I have frequently heard friends who have been lucky enough to travel to India before describe the country as, “an assault on the senses” and “one of the most colourful places in the world”. But it isn’t until you visit for yourself that you understand where these descriptions come from.

India does not stop for anybody. Quite literally. If you wait for cars to slow down so that you can cross the road here, then you will never reach your destination. It takes a huge amount of confidence to walk out into a road where drivers are blaring their horns, and mopeds are weaving in and out of the paths of larger vehicles – but you must take that first step to get anywhere here. You are putting your life in the city’s hands when you step out into a road in Kolkata.

If you follow the same principle in other areas of your trip – take a deep breath, and trust the city – then you’ll find yourself growing more and more confident by the day.

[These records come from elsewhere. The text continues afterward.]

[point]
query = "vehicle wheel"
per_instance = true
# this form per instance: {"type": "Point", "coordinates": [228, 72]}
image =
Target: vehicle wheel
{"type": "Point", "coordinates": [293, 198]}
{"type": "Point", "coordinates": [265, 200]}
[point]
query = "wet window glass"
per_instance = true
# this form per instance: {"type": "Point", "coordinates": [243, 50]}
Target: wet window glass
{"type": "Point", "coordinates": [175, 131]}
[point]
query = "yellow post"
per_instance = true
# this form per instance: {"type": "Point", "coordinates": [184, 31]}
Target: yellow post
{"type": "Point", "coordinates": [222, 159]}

You need to say, “Yes I’ll try that” when your waiter ignores your request for a beer, and tells you to try something else instead. You have no idea what he said because of the language barrier, you think he said the word ginger but you’re not quite sure… but hey, he seems enthusiastic in his recommendation, so what the hell, right? The worst that could happen from taking a leap of faith and trusting you waiter’s recommendation is nothing that immodium tablets and a sachet of Dioralyte can’t handle. [NOTE: Unless you have known food allergies, in which case be careful!]

You need to embrace the lack of Western eating utensils, and learn how to use your right hand to break your roti into pieces which you can use to mop up your paneer tikka masala. It is messy, and at first you might spill your food down your front, but if you learn to lean over the plate as you eat you will quickly get the hang of it. You need to accept that you will probably never understand everything on a menu – get used to pointing your finger and hoping for the best.

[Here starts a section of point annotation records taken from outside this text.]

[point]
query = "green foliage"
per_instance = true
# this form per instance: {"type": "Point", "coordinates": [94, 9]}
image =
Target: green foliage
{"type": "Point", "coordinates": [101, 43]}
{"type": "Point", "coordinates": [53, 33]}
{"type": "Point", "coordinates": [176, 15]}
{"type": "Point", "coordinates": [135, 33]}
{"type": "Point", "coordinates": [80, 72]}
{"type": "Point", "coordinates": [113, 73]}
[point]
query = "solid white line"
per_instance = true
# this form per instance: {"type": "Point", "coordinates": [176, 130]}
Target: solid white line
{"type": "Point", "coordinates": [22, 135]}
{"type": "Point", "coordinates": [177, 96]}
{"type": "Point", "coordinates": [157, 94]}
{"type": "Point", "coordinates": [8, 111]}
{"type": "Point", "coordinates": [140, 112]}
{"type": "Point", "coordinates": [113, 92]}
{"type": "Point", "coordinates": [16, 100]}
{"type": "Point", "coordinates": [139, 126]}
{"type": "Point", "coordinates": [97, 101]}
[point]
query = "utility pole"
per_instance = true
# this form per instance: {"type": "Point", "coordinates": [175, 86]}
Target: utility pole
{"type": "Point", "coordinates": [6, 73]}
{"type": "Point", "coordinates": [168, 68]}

You can’t let the fact it’s raining affect your plans for the day, or else you will sit inside and watch your day pass you by. If you are visiting India in monsoon season, invest in a decent quality umbrella and some waterproof shoes (both can be found in Quest Mall), and get stuck into the puddles. If you are trying to get somewhere and the roads flood, take a deep breath and realise that it doesn’t matter if you don’t get there bang on three o’clock. You will get there when you get there – and people won’t care if you’re late.

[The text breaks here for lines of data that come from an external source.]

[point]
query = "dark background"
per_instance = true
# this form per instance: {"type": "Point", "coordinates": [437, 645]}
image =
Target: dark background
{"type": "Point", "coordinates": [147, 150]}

You must accept the fact that people are going to stare at you, especially if you are wearing a dress that might be considered a little bit on the short side of the conservative dress standards held by some people here, or you are particularly tall back home in the UK. It’s the same curious kind of stare a newborn baby has as you peer down into it’s pram, not the lewd eyes-boring-into-your-back kind of stare you might attract from blokes who’ve had a few too many back home in England – so don’t let the fact people might stare be a reason to stop you exploring the city.

You will quickly have to learn how to say no, politely but firmly, to the children who will tug on your clothes asking you for money or the people who tap on your car window as you’re sat in traffic, trying to sell you things. The expression goes, “sometimes you have to be cruel to be kind”, and that’s certainly the case when it comes to begging in India.

At some point you will likely end up in a car with somebody who doesn’t speak English, and have no idea where you are or knowledge of how to get to where you need to be. Embrace it – download GoogleMaps, keep your phone topped up with data (which is extremely cheap here) and know that you will probably get to where you want to go to  – eventually.

Trust in the city, and she will look after you. Promise.